Last week, Pokemon Go launched in the US. I know this because that is all my Facebook feed has consisted of since it hit the app store. So far, there hasn’t been much word on how many users have actually downloaded the app from the officials, but according to app analytics company Sensortower Pokemon Go has reached 7.5 million downloads.
As of this writing, I am currently looking out my window and watching my 21-year-old roommate walk around the neighborhood on a quest to find a Snorlax. He is currently on his 6th lap.
The craze has been popular with many people of the Millennial generation and that shouldn’t be too surprising seeing as we were the original players of the game. So far, the company has an estimated income valued at $1.7 million dollars per day and shows no signs of slowing down.
The revenue from the game comes from in-game purchases. Essentially people buy “Pokeballs” to catch the little monsters and sometimes they don’t work. When you run out of Pokeball’s, you use real money to purchase more. Thus bleeding many parent’s bank accounts dry.
Another interesting development to come to light since launch is the fact that within a week of its availability, the game got more downloads than Tinder in US Android installs.

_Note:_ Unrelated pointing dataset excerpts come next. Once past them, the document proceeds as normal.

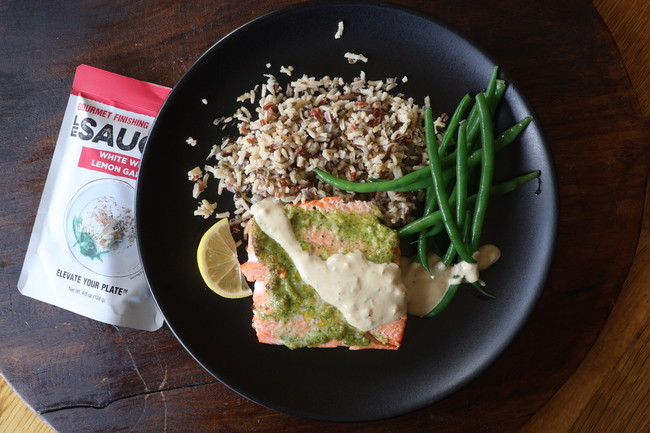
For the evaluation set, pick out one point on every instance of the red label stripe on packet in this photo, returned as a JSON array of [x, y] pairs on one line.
[[119, 91]]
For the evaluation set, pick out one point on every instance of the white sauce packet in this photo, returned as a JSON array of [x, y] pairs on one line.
[[82, 255]]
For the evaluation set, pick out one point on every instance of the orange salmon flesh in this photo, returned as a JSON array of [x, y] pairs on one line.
[[322, 242]]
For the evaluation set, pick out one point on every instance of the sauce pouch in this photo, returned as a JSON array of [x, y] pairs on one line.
[[82, 255]]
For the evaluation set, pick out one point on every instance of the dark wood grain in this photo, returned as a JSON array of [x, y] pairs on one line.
[[86, 376]]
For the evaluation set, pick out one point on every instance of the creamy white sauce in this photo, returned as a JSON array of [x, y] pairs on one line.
[[368, 294], [424, 290]]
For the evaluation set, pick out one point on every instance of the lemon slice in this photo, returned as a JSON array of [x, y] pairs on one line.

The game itself generally requires more time to play (as if that was an issue for people), and according to an infographic from SimilarWeb, the average user spends approximately 45 minutes trying to…”catch’em all”. This dwarfs other social application giants such as Messenger, Instagram, and Snapchat.
Check it out:
With the arrival of this game to smartphone users across the country, it seems like the only way to go is up. The app itself has established its base-layer and has the foresight to develope itself even further in order to keep users active and entertained.